Pour établir une fois de plus que le principe de l’équilibre des liqueurs s’applique bien au cas que Pascal examine, il faudrait, après avoir ainsi fait varier la cause, la supprimer, s’il était possible, et voir si l’effet subsiste néanmoins. Mais comment enlever toute la masse d’air qui pèse sur nous ? Pascal tourna la difficulté : il parvint à soustraire à l’action de cette masse un tube plein de vif-argent ; et, comme il l’avait prévu, le phénomène manqua totalement. Il mit pour cela deux tuyaux l’un dans l’autre : le vif-argent du tuyau intérieur demeura suspendu à la hauteur ordinaire, tant qu’il fut contrebalancé et pressé par la pesanteur de l’air ; mais il tomba entièrement, lorsque, par le moyen du vide qu’on fit dans le tuyau qui l’enveloppait, il ne fut plus pressé ni contrebalancé d’aucun air, « en ayant été destitué de tous côtés ». Plus de cause, partant plus d’effet ; comme tout à l’heure, à une cause variable correspondait un effet variable également. Pour parler d’avance le langage de Stuart-Mill, à la méthode des variations concomitantes n’était-ce pas ajouter celle des différences ? Et si l’expérience du Puy-de-Dôme fut revendiquée par Descartes, personne ne refusa à Pascal l’invention de cette autre expérience, assez significative déjà, qu’il fit auparavant, l’été de 1647, et que lui-même appelait « le vide dans le vide[2] ».
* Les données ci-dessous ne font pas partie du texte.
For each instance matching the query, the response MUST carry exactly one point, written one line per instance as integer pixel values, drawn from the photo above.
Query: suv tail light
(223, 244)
Pourquoi, d’ailleurs, Pascal aurait-il frustré Descartes de sa gloire, lui qui, dans la lettre à M. Le Pailleur, comme son père dans la semonce qu’il adressa au P. Noël, reconnaît sans difficulté ce qui appartient au philosophe ; lui qui, plus tard encore, écrivant à M. de Ribeyre, déclare qu’il fera avec un soin extrême la part de chacun dans cette grande découverte. Essayons de la faire nous-mêmes à sa place.

L’opinion que l’air est pesant commençait à reparaître, et nous avons vu qu’elle était acceptée même du P. Noël. Galilée l’avait établie de nouveau invinciblement. En outre, frappé de l’observation des fontainiers de Florence, que l’eau ne s’élevait dans les pompes que jusqu’à une certaine hauteur, il avait constaté dans des appareils plus ou moins semblables à des pompes le même effet

  1. Lettre du 12 juillet 1651, p. 79, t.  III de l’édit. in-18 : « Il est véritable, monsieur, et je vous le dis hardiment, que cette expérience est de mon invention ; et partant, je puis dire que la nouvelle connaissance qu’elle nous a découverte, est entièrement de moi. »
  2. Lettre à M. Périer, du 15 nov. 1647 (p. 139, t.  III de l’édit. in-18). Cf. Traité de la pesanteur de la masse de l’air, c. VI (Ib., p. 117-118).